"(…) Et la cité a basculé dans les ténèbres, tout le monde voulait s’offrir en spectacle…" Big Shoot de Koffi Kwahulé
Par la compagnie de l'Explique-Songe.
Serait-on capable, de nos jours, de tuer pour le plaisir du spectateur ? Nous sommes déjà capable d'humilier pour lui. L'humiliation n'est-elle pas déjà une mort avec la vie qui continue ?
Big Shoot est un cri. Un cri instantané. Un cri organique. Koffi Kwahulé ose dire et crier ce que les coeurs pensent tout bas. Être en face de. Ne pas fuir devant.
Nous transpirons les secondes, celles qui nous traversent et nous quittent. Se retrouver face à soi-même et se dire enfin la vérité. Le mensonge comme parfum perdu dans l’immensité de l’océan du crime. Un meurtre pour asseoir une vérité trop longtemps pleurée.
Ce cri. Ce gouffre de vérité. Voilà ce qui me pousse à mettre en chair cette pièce. Ce gouffre fait peur. La peur, en chacun de nous laisse place soit à l’immobilité, soit à la furie créatrice. Cette dernière est celle qui m’anime. Une furie créatrice, une furie nécessaire pour une situation extrême. Ne pas jouer avec le mensonge, ne pas jouer sur les mots mais laisser les sensations transpirer.
Cette pièce est une tornade. Elle déblaye tout sur son passage. Nous ne sortirons pas indemne après chaque seconde de répétitions et après chaque représentation. Le spectateur sera, lui aussi, traversé par cet éclair naissant des nuages noirs au dessus de nos têtes. La foudre ne tombe jamais où on l’attend. C’est ce qui est fascinant chez elle. La foudre touche le fer, arme ultime par laquelle les coeurs périssent un à un. Pleurer ne sert à rien. Être fasciné ne dure qu’un temps. Se battre toujours. Se débattre toujours et encore. Le feu, la foudre, la chaleur de l’arme après l’estocade, tout cela fluidifie le rouge coulant dans nos veines. Rien ne sert de mentir. Il faut se souvenir à point. Se souvenir d’Abel et Caïn. Les transcender à travers nos voix, celles d’aujourd’hui.

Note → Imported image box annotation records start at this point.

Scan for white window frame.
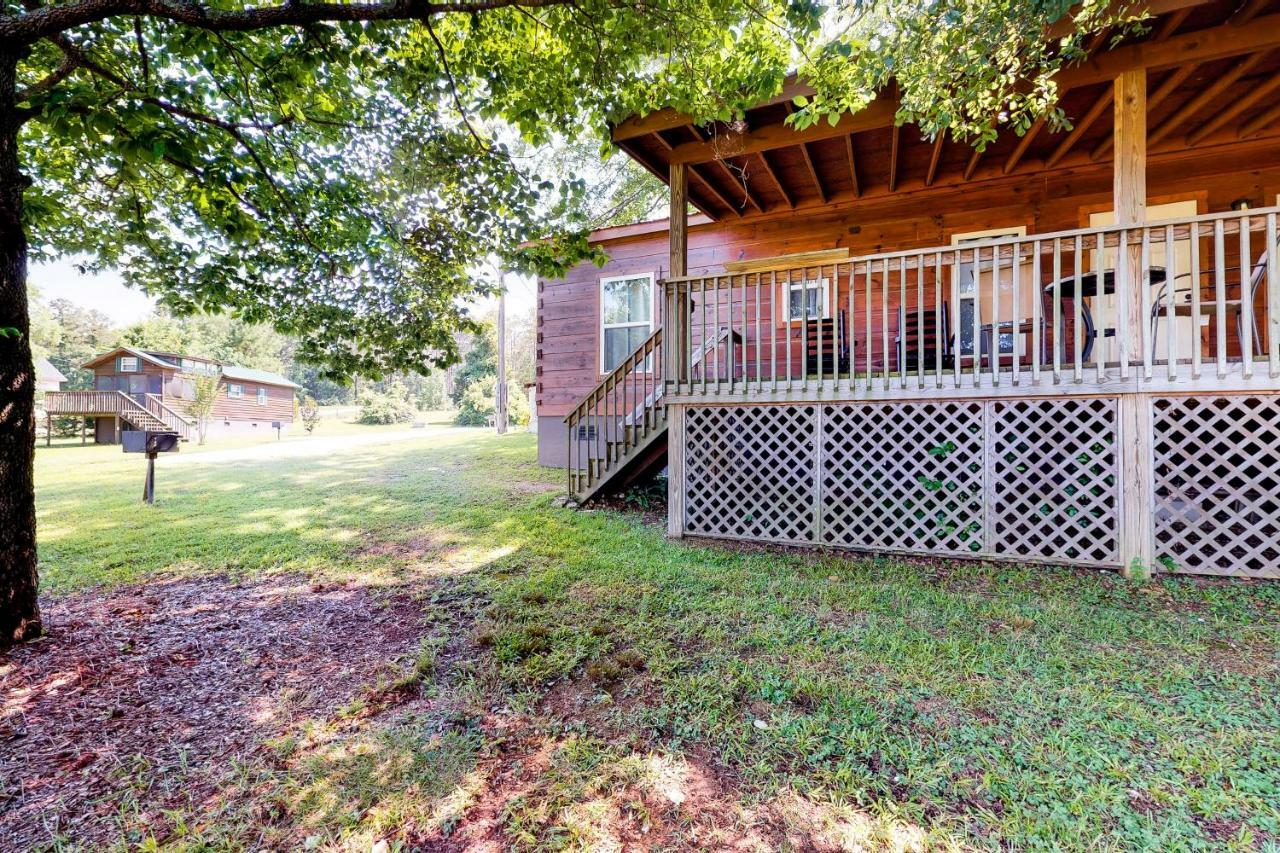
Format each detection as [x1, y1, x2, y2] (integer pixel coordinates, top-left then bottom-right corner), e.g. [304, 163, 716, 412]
[600, 272, 658, 375]
[782, 277, 831, 325]
[951, 225, 1027, 359]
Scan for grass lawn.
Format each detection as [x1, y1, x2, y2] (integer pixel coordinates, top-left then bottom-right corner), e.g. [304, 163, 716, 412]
[10, 425, 1280, 850]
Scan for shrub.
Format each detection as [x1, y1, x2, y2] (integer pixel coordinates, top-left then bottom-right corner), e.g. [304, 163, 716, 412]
[454, 374, 529, 427]
[357, 383, 417, 424]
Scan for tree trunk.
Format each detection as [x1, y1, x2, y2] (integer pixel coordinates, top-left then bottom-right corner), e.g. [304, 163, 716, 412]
[0, 49, 41, 648]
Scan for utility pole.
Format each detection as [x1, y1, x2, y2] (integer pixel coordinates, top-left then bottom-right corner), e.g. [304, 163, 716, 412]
[493, 266, 507, 435]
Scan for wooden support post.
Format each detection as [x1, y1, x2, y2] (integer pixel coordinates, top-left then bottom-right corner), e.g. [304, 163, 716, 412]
[667, 406, 685, 539]
[1112, 70, 1155, 578]
[662, 163, 690, 382]
[493, 266, 507, 435]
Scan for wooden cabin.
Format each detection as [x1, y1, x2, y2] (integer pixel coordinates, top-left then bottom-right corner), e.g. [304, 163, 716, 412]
[45, 347, 301, 444]
[536, 0, 1280, 578]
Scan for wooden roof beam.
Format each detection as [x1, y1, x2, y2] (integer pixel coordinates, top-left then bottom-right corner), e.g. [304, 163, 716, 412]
[964, 149, 982, 181]
[1004, 115, 1044, 174]
[618, 134, 717, 219]
[1235, 97, 1280, 140]
[1053, 14, 1280, 91]
[1147, 53, 1266, 145]
[800, 142, 827, 204]
[1044, 86, 1115, 169]
[756, 151, 796, 210]
[689, 164, 742, 219]
[924, 131, 947, 187]
[1187, 66, 1280, 146]
[1089, 63, 1199, 160]
[845, 133, 863, 199]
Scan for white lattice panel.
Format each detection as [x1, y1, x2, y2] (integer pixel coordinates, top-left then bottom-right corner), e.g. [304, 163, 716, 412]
[685, 406, 817, 542]
[988, 397, 1119, 565]
[822, 401, 984, 556]
[1153, 394, 1280, 578]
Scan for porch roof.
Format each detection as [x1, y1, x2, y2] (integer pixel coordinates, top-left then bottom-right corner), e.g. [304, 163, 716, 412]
[613, 0, 1280, 220]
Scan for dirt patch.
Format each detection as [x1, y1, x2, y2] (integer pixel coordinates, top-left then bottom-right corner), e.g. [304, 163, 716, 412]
[0, 578, 422, 849]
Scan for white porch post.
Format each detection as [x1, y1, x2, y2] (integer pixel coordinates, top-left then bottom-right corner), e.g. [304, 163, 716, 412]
[1112, 69, 1155, 576]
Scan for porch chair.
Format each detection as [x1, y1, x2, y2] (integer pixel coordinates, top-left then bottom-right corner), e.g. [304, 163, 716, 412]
[801, 311, 849, 377]
[1151, 239, 1276, 361]
[895, 300, 955, 370]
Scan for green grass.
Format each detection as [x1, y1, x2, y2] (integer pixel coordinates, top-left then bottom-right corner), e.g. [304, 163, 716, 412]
[27, 428, 1280, 849]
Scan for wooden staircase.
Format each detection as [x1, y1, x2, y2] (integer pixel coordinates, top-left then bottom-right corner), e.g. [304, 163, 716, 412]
[564, 329, 667, 505]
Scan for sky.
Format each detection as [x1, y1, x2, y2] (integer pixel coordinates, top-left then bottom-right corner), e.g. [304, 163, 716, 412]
[28, 253, 538, 327]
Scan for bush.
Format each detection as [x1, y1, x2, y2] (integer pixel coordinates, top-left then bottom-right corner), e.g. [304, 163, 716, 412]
[454, 374, 529, 427]
[357, 384, 417, 424]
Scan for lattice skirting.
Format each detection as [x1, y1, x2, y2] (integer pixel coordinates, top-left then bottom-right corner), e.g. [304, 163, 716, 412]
[684, 398, 1119, 566]
[684, 394, 1280, 578]
[1152, 394, 1280, 578]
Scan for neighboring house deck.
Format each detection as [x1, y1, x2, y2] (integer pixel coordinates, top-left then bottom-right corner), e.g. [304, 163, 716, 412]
[538, 3, 1280, 578]
[45, 347, 298, 444]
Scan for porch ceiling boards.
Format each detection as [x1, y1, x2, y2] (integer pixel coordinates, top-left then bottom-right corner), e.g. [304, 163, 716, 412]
[613, 0, 1280, 220]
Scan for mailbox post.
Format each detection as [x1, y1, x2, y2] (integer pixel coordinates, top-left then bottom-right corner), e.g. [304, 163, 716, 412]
[120, 429, 178, 503]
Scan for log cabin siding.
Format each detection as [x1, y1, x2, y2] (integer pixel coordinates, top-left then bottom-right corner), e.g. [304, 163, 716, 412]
[211, 378, 293, 427]
[536, 143, 1280, 416]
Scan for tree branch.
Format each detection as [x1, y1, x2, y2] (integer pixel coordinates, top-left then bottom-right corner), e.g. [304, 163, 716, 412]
[0, 0, 578, 45]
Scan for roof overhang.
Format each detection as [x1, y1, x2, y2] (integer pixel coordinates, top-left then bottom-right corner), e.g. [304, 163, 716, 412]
[606, 0, 1280, 222]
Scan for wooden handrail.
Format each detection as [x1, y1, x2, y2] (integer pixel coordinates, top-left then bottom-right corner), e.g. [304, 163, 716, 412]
[564, 327, 662, 424]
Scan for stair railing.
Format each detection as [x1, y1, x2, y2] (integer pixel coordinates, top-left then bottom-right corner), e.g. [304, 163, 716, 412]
[564, 328, 666, 497]
[147, 394, 193, 441]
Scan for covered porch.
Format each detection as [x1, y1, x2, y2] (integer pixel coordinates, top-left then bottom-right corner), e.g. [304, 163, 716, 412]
[566, 0, 1280, 578]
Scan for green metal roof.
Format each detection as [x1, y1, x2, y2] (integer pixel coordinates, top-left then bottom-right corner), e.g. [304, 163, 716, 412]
[223, 364, 302, 388]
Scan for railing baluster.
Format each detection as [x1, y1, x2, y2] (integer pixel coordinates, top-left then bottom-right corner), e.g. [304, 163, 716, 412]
[1030, 240, 1044, 386]
[1213, 219, 1226, 379]
[1239, 214, 1253, 379]
[991, 239, 1000, 387]
[972, 245, 982, 388]
[1135, 225, 1156, 382]
[804, 266, 829, 391]
[865, 261, 876, 393]
[754, 273, 764, 393]
[836, 264, 858, 393]
[1071, 234, 1080, 383]
[1053, 237, 1066, 384]
[1114, 228, 1134, 379]
[881, 257, 893, 391]
[951, 248, 964, 388]
[1172, 225, 1178, 382]
[897, 256, 906, 391]
[1010, 242, 1023, 386]
[1266, 213, 1280, 379]
[1093, 231, 1105, 382]
[915, 255, 924, 391]
[933, 251, 946, 388]
[1187, 222, 1201, 379]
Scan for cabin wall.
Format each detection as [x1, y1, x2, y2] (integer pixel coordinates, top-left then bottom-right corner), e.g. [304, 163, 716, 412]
[536, 146, 1280, 465]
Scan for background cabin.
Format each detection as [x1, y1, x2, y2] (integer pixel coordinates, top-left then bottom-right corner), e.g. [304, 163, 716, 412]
[536, 0, 1280, 576]
[45, 347, 301, 444]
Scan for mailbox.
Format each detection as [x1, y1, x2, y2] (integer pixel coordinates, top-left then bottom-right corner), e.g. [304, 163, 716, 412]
[120, 429, 178, 453]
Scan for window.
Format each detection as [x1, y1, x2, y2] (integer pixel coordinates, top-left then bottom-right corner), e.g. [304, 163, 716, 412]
[600, 273, 653, 373]
[951, 225, 1030, 356]
[787, 278, 831, 323]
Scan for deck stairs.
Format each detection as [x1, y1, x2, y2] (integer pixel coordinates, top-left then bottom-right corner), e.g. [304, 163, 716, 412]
[564, 328, 667, 506]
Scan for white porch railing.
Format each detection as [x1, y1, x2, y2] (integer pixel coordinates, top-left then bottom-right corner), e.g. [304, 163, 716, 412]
[666, 207, 1280, 402]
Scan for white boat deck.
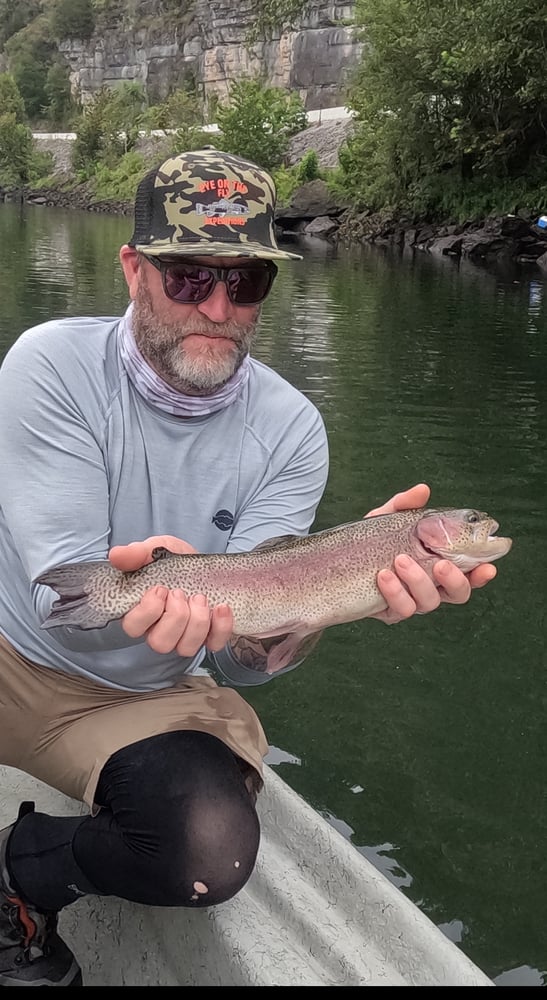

Pour garder intacte la puissance de cette oeuvre, je me dois, dans la mise en scène, de travailler sur la simplicité. La simplicité pour laisser les corps être et transpirer la situation. Rien de plus. Si ce n’est, mettre en avant la fascination que le « spectacle » apporte à une situation de mise à mort. Le bourreau est aussi fascinant que l’arme et que la victime. La fascination, elle-même, est ambiguë, elle échappe à tous les modèles puisqu’elle est subjective et charnelle. La chair, celle des acteurs, sera donc la matière première du spectacle. Vue ou cachée, elle ira susciter les désirs. Le travail scénographique, lui, s’inspirera du travail sur le plateau et sera aussi dans une simplicité qui laissera au spectateur la liberté de vivre le lieu et l’instant à la vitesse de sa pulsation cardiaque et de projeter sur cette toile, ses désirs.